Il y a sept mois, une « boule de démolition » - c’est son expression – a traversé la vie de Virginie. Elle menaçait de céder depuis trois mois, tenait Virginie en apnée… boule d’émotion qui subit l’effet boule de neige. Témoignage de Lydie Rivière, psychologue en colère, avec l’autorisation de sa patiente (dont le prénom a été modifié).
« Mémoire traumatique », on appelle ça : chaque jour de nouvelles odeurs, des injonctions, des images, à la fois si nettes et si furtives, s’imposent à elle avec la force d’un uppercut dans l’estomac. L’inceste, les viols… Chaque nuit, elle se fait manger par des zombies, ou on la bâillonne et lui ordonne de se taire… Enfin, pas chaque nuit, non... Seulement celles où elle parvient à fermer l’œil une heure ou deux.

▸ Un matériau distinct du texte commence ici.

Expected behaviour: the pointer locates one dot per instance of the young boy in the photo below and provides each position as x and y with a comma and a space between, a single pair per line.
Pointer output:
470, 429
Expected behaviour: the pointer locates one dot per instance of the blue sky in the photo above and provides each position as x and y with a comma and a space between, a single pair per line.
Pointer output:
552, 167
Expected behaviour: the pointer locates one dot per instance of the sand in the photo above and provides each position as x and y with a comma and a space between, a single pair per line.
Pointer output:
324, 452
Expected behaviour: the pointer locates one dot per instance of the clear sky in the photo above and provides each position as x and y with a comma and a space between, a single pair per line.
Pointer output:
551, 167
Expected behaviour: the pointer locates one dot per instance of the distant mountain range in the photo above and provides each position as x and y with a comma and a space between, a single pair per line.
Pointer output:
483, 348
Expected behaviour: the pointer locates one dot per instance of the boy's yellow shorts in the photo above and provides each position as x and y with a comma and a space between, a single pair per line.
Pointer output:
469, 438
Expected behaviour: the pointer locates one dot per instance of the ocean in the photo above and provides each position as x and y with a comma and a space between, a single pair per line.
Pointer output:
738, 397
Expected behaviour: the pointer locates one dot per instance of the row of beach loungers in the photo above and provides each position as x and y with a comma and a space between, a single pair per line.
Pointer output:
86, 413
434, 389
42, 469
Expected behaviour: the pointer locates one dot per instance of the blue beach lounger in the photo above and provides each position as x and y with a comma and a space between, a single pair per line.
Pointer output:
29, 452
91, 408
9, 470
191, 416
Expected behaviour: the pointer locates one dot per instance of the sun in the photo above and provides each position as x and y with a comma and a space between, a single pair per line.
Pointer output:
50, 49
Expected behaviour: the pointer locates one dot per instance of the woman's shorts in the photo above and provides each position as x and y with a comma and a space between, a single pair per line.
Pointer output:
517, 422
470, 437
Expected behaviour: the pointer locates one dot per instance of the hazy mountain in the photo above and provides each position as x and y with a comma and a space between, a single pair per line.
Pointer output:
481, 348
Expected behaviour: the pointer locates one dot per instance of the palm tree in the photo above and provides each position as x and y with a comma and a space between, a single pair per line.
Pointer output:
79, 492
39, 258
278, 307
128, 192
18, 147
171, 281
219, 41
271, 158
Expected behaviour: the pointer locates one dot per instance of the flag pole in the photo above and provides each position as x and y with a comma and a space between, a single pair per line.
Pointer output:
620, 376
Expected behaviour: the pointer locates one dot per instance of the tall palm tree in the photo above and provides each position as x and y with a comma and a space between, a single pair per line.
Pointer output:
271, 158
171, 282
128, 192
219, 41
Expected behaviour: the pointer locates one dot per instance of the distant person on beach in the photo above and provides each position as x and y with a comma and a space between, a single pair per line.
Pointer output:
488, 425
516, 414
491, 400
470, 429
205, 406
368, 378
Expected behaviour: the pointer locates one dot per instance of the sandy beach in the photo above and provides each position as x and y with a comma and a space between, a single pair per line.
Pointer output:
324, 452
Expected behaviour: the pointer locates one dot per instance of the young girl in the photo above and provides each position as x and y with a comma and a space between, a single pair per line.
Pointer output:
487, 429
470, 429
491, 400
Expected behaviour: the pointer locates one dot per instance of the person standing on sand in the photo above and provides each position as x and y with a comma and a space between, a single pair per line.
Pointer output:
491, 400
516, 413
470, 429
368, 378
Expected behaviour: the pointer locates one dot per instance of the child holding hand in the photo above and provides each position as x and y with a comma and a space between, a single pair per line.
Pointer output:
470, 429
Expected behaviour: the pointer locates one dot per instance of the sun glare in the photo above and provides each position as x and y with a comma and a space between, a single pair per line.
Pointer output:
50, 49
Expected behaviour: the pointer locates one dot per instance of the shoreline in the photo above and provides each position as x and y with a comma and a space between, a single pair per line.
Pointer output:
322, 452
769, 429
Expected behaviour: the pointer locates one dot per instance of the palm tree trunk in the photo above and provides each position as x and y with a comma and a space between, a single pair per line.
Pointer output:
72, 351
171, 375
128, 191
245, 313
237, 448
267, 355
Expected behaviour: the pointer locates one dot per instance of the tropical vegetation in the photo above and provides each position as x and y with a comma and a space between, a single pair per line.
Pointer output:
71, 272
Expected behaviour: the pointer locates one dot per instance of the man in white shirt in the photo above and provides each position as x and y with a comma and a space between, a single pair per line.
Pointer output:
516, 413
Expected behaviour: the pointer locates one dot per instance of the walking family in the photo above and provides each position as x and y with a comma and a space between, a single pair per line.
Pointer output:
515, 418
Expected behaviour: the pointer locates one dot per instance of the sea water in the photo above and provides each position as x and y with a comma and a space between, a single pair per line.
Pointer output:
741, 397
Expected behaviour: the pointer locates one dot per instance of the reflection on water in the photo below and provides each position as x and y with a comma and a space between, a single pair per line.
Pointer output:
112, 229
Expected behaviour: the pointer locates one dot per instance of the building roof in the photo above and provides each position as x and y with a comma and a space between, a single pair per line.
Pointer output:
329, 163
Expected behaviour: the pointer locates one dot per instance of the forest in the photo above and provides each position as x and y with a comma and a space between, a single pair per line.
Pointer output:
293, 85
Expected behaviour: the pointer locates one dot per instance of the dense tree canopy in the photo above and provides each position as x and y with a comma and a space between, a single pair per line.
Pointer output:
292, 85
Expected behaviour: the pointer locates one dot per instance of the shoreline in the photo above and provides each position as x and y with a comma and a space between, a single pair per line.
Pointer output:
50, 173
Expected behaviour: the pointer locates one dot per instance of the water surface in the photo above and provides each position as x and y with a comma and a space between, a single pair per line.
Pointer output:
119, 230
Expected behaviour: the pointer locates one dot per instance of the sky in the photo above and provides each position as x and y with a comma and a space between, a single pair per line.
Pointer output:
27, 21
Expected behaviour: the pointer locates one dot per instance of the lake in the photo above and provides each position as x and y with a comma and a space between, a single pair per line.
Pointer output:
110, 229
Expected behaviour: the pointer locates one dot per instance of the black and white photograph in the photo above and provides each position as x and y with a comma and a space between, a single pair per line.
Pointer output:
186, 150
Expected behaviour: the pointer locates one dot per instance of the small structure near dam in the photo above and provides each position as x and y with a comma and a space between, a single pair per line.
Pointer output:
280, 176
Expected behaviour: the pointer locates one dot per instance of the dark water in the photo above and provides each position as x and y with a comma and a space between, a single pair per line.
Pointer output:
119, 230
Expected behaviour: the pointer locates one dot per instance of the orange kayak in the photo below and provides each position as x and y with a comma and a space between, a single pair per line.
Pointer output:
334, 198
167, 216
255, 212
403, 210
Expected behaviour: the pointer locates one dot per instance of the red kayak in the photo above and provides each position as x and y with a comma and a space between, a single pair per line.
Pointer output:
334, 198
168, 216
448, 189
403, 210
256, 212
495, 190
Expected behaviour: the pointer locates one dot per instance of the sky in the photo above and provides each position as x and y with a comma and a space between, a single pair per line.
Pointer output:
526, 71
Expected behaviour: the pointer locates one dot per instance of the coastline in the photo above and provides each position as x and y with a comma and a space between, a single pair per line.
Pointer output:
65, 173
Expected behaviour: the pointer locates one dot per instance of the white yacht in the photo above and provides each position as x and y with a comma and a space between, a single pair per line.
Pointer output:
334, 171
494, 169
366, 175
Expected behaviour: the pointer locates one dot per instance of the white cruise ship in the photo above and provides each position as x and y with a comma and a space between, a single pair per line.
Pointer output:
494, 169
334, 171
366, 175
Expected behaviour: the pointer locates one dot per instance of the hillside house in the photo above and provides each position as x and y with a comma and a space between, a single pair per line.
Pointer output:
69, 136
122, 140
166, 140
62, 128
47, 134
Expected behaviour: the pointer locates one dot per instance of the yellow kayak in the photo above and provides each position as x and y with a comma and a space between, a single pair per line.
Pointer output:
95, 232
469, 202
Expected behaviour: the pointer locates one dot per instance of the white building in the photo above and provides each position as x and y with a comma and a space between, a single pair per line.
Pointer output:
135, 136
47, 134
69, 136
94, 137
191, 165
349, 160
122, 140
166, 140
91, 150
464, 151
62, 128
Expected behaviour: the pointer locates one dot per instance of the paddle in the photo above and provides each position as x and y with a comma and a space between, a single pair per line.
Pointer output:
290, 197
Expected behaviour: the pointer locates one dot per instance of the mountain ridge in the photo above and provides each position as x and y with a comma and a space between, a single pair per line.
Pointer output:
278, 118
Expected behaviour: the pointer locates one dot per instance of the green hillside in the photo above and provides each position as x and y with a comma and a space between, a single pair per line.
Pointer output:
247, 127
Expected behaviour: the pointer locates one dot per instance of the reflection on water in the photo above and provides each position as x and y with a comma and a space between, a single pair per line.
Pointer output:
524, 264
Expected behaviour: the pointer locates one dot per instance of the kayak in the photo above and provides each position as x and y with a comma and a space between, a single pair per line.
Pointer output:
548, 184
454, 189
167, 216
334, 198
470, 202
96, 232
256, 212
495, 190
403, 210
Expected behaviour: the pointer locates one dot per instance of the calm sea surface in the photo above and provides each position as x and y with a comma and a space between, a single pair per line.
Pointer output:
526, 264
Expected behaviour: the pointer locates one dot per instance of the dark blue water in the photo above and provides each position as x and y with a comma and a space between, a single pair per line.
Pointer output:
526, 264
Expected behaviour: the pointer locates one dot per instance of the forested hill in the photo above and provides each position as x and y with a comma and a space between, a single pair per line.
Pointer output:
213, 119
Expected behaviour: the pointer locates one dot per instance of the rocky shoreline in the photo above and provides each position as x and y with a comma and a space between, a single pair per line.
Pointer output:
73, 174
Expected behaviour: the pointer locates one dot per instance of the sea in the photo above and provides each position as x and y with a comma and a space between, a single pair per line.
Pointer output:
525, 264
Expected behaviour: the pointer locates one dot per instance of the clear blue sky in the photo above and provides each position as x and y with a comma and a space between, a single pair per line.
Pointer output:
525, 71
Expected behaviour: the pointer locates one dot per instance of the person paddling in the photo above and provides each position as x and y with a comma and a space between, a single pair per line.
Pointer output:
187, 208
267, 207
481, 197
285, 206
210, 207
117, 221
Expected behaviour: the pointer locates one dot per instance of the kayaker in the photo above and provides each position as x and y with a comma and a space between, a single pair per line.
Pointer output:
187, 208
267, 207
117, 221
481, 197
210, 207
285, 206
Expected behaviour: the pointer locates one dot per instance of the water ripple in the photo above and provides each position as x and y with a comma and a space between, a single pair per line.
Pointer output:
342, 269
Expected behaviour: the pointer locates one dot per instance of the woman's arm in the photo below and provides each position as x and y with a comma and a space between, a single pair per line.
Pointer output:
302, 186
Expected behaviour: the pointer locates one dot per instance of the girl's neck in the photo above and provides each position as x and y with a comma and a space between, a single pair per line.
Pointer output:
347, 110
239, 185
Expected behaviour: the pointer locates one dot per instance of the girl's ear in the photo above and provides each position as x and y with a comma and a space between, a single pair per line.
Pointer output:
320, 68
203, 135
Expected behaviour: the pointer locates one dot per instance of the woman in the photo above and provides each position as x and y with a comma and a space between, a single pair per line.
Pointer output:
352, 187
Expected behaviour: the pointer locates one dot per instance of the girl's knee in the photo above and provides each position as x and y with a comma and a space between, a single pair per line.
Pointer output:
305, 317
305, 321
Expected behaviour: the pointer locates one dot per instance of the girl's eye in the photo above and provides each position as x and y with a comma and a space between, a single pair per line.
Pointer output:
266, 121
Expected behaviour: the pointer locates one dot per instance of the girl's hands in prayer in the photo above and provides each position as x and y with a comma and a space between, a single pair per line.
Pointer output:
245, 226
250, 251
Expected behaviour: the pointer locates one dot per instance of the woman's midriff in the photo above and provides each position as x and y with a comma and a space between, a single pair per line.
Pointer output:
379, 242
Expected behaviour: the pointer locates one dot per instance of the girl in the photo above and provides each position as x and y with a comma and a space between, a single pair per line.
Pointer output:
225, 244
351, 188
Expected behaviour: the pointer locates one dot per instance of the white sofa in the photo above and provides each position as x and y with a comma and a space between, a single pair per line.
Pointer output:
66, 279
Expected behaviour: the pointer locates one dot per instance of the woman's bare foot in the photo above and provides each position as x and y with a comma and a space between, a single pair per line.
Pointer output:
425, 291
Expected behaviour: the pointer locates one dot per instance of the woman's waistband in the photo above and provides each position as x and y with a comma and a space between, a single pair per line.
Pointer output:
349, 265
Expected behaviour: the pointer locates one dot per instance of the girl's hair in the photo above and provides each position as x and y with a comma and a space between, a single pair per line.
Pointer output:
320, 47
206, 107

Virginie est forte et courageuse, même si cela, elle ne le sait pas encore et refuse de se l’entendre dire. Elle voit plutôt ses efforts comme quelque chose de viscéral, mais c’est un véritable combat qu’elle mène, contre cette envie d’en finir, contre cette idée -qu’on lui a planté dans la cervelle dès son plus jeune âge à grand renfort de beignes - qu’il y a une part d’elle irrémédiablement pourrie qui justifierait cette maltraitance, et que disparaitre serait la meilleure solution pour tout le monde. Combat encore, contre l’idée même que parler témoignerait d’un égoïsme monstre, qu’elle serait à l’origine d’un cataclysme qui bouleverserait des vies, juste pour sa petite personne. Combat entre ses envies impulsives à pénétrer son ventre d’un couteau et l’engagement qu’elle a pris envers une amie de tenir dix jours quand lui prend l’envie d’en finir…. Mais cette envie d’en finir est quotidienne, et les forces de Virginie s’épuisent… Pour ses amies, pour moi, c’est une course contre la montre. (...)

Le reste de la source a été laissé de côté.